Le gouvernement guinéen poursuit activement ses discussions avec le Fonds Monétaire International (FMI) pour obtenir un nouveau programme économique et financier soutenu par la Facilité Élargie de Crédit (FEC). Fin février, une mission du FMI, conduite par Pilar Garcia Martinez, a séjourné à Conakry pour évaluer les conditions d’éligibilité de la Guinée à ce programme.

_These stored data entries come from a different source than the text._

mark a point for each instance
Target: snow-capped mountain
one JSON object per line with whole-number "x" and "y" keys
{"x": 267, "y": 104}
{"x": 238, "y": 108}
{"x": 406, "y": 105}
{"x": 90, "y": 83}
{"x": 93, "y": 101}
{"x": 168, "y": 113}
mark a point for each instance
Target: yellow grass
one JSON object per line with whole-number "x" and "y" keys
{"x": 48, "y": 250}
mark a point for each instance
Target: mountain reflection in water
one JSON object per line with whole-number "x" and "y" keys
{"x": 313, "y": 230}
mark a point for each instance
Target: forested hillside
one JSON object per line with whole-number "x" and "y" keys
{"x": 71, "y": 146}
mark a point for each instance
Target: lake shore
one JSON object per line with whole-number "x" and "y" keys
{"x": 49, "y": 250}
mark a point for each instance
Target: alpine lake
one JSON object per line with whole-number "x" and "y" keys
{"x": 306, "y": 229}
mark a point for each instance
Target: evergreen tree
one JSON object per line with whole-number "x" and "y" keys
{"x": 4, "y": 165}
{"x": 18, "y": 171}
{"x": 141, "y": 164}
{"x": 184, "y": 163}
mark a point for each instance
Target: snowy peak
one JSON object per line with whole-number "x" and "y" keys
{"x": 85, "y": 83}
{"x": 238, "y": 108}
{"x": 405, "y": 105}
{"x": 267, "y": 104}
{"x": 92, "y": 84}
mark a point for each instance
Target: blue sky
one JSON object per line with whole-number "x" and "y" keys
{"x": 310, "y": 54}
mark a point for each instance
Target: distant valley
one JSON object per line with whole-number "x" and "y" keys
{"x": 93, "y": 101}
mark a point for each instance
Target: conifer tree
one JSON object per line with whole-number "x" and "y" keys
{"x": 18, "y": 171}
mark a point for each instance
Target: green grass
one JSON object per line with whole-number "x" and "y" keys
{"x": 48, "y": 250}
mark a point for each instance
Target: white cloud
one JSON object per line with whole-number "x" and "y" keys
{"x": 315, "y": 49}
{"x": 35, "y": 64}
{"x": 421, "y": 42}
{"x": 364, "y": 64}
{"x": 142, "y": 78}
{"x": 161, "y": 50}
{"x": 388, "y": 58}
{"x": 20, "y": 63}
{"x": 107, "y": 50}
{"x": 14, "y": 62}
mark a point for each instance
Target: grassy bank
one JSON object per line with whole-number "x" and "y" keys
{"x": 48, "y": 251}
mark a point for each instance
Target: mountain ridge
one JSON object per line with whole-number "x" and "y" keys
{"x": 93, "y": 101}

Malgré l’absence d’un accord à l’issue de cette mission, les autorités guinéennes affichent leur détermination à satisfaire les exigences de l’institution de Bretton Woods afin d’accéder à ce financement.
Des prérequis à satisfaire pour convaincre le FMI
Pour bénéficier du soutien du FMI, la Guinée doit remplir plusieurs conditions, parmi lesquelles :
• La mise en œuvre d’un prix de référence pour la bauxite, afin de garantir une meilleure transparence et rentabilité des ressources minières.
• L’établissement d’un calendrier de recouvrement des arriérés de dettes fiscales, afin d’améliorer la mobilisation des recettes publiques.
• Une gestion efficace des dépenses publiques, pour assurer la soutenabilité budgétaire et la stabilité macroéconomique.

Le gouvernement guinéen, par la voix du ministre de l’Économie et des Finances, Mourana Soumah, affirme comprendre ces exigences et s’engage à mettre en place les réformes nécessaires.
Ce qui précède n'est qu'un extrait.